Il condominio è esente da responsabilità in considerazione del fatto che i fenomeni di condensa di cui è causa erano dovuti alla mancanza di isolamento termico della copertura, di idoneo isolamento termico delle pareti nonché alla mancanza di areazione dei locali che, nella loro pregressa destinazione non richiedevano gli stessi accorgimenti di un locale abitato; il che spiega perché non fosse presente né un isolamento termico né l’impermeabilizzazione sulla copertura e se pure la dimensione ridotta della gronda può aver determinato ma solo in concomitanza con eventi eccezionali qualche fenomeno di infiltrazione, la causa principale e determinante viene fatta risalir alla condensa cui sono dovuti il degrado delle condizioni igieniche dei locali e delle finiture interne dell’appartamento.
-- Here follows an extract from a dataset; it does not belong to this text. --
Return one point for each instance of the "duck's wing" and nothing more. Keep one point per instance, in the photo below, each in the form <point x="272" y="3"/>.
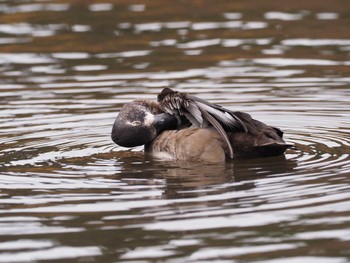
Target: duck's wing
<point x="225" y="117"/>
<point x="194" y="108"/>
<point x="200" y="112"/>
Di qui l’obbligo del condomino a provvedere personalmente o comunque a subire le conseguenze delle infiltrazioni.
Corte di Appello di Firenze 28 febbraio 2013, n. 369
Con atto di citazione notificato il 28 settembre 2006 ….. conveniva davanti alla Corte di Appello
di Firenze il Condominio di via … n. … ,d’ora in poi più semplicemente Condominio,
proponendo appello avverso la sentenza 21 marzo 2006 n. 53/06, con la quale il Tribunale di
Pistoia – Sezione distaccata di Monsummano Terme aveva respinto la domanda di risarcimento
dei danni subiti dal suo quartiere in conseguenza di infiltrazioni e muffe per assenza di
responsabilità del Condominio avendo lo stesso …. alterato lo stato dei luoghi per avere adibito
a civile abitazione una soffitta, praticando altresì aperture nel tetto. Esponeva l’appellante che
la sentenza impugnata era ingiusta in quanto le infiltrazioni esistevano già prima dell’acquisto,
erano state poste all’ordine del giorno di varie assemblee, ne era stata deliberata l’eliminazione
ma i lavori non erano stati eseguiti; alla specie sarebbe applicabile il disposto di cui all’art.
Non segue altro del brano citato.